I'm currently writing a library for matching specific words in content.
Essentially the way it works is by compiling words into regular expressions, and running content through said regular expressions.
A feature I want to add is specifying whether a given word to match must start and/or end a word. For example, I have the word cat
. I specify that it must start a word, so catering
will match as cat
is at the start, but ducat
won't match as cat
doesn't start the word.
I wanted to do this using word boundaries, but during some testing I found it doesn't work as I'd expect it to.
Take the following,
preg_match("/(^|\b)@nimal/i", "something@nimal", $match);
preg_match("/(^|\b)@nimal/i", "something!@nimal", $match);
In the statements above I would expect the following results,
> false
> 1 (@nimal)
But the result is instead the opposite,
> 1 (@nimal)
> false
In the first, I would expect it to fail as the group will eat the @
, leaving nimal
to match against @nimal
, which obviously it doesn't.
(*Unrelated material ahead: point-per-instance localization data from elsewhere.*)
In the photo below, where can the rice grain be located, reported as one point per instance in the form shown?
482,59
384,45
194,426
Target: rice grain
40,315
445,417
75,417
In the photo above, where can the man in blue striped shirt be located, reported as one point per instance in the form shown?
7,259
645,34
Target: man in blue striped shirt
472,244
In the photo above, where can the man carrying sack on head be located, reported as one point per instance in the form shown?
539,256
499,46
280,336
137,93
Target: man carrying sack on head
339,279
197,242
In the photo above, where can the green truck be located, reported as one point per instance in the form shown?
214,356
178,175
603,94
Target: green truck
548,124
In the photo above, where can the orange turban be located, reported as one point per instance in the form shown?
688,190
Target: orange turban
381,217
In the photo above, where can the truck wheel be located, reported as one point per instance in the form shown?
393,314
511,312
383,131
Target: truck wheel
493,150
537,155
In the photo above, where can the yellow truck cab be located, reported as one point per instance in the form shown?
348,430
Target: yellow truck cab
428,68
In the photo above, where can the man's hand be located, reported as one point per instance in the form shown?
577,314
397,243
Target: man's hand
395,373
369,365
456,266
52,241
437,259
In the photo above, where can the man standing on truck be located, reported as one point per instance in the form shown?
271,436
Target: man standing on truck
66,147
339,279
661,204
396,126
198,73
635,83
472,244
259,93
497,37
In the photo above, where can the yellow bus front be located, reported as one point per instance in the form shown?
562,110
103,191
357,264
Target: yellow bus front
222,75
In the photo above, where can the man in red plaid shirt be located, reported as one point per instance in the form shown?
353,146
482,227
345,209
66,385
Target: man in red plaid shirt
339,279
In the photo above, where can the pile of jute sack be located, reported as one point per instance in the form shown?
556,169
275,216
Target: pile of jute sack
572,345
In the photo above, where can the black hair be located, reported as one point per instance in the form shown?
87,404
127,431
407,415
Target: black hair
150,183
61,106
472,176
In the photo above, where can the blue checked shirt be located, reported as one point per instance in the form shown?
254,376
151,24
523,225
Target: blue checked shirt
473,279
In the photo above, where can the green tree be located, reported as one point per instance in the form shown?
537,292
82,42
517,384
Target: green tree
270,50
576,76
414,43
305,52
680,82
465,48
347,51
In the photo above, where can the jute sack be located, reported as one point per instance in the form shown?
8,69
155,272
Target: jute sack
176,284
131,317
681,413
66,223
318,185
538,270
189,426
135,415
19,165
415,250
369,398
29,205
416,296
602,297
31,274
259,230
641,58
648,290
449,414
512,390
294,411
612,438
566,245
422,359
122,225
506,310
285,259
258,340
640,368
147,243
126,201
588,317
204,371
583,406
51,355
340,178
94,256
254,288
Instead, the group matchs an empty string, so @nimal
is matched, meaning @
is considered to be part of the word.
In the second, I would expect the group to eat the !
leaving @nimal
to match the rest (which it should). Instead, it appears to combine the !
and @
together to form a word, which is confirmed by the following matching,
preg_match("/g\b!@\bn/i", "something!@nimal", $match);
Any ideas why regular expression does this?
I'd just love a page that clearly documents how word boundaries are determined, I just can't find one for the life of me.